Comparing the specialized schools with other selective city high schools that don’t use the SHSAT bears this out. These “screened” high schools are, to varying degrees, more selective than regular neighborhood high schools; they choose students using the multiple criteria supported by SHSAT critics. A comparison of the eight most selective screened schools with the eight specialized schools shows that the screened schools, while more heavily black and Latino, are also considerably whiter and more affluent—and considerably less Asian. Remember that the specialized schools are 13 percent black and Hispanic, 24 percent white, and 60 percent Asian. The top screened schools are 27 percent black and Hispanic, 46 percent white, and only 26 percent Asian. And while 50 percent of the students at the specialized schools qualify for free or reduced-price lunches, only 37 percent of the students at the top screened schools do.

Subjective selection criteria also inevitably favor the affluent and connected—as a comptroller’s audit of the screened-school admissions process revealed. The study found that most of the schools examined did not follow their stated selection criteria and could not explain the criteria that they actually did use. SHSAT opponents argue that elite colleges use a subjective admissions process rather than relying on a single test. But strong evidence exists suggesting that this process results in “Asian quotas” at the top colleges, reminiscent of those once imposed on Jews. As Northwestern’s Asian-American studies director put it in a 2012 New York Times op-ed, after noting that whites were three times as likely as Asians with the same scores to be admitted to elite colleges: “Sound familiar? In the 1920s, as high-achieving Jews began to compete with WASP prep schoolers, Ivy League schools started asking about family background and sought vague qualities like ‘character’ . . . and ‘leadership’ to cap Jewish enrollment.”
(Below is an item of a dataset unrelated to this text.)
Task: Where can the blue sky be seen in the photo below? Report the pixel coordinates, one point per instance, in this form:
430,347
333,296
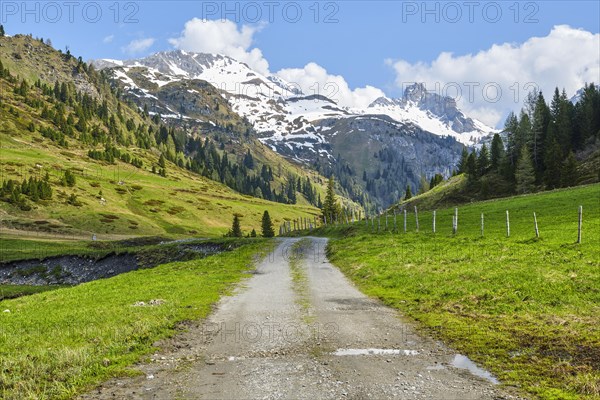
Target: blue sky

There is also a big difference between evaluating 17-year-old college applicants and 13-year-old high school applicants. The younger candidates have had far less opportunity to distinguish themselves on such vague qualities as “character” and “leadership.” A selection process based on these intangibles can easily fall prey to arbitrariness, prejudice, and parental gamesmanship.

Critics of the SHSAT will reply that something must be done about declining black and Hispanic enrollment at the specialized high schools. The answer, however, can never be to lower objective standards. Doing so hurts everyone, including minority students. For all its other faults, Acorn was on the right track in 1997 when it wrote that the “question is not whether the entrance exam is unfair” but why minority students in the city school system “are so unprepared to take it.” The LDF and other progressive advocates have gone off course when they declare that “more test prep is not the answer” and dismiss spending long hours “furiously studying” as “wrongheaded” and futile. Adopting this cynical approach would do no favors for black and Latino children, while opening the door to discrimination against Asian kids like Ting. It is not the specialized schools’ emphasis on merit, but rather the advocates’ defeatist worldview that is truly—and tragically—wrongheaded.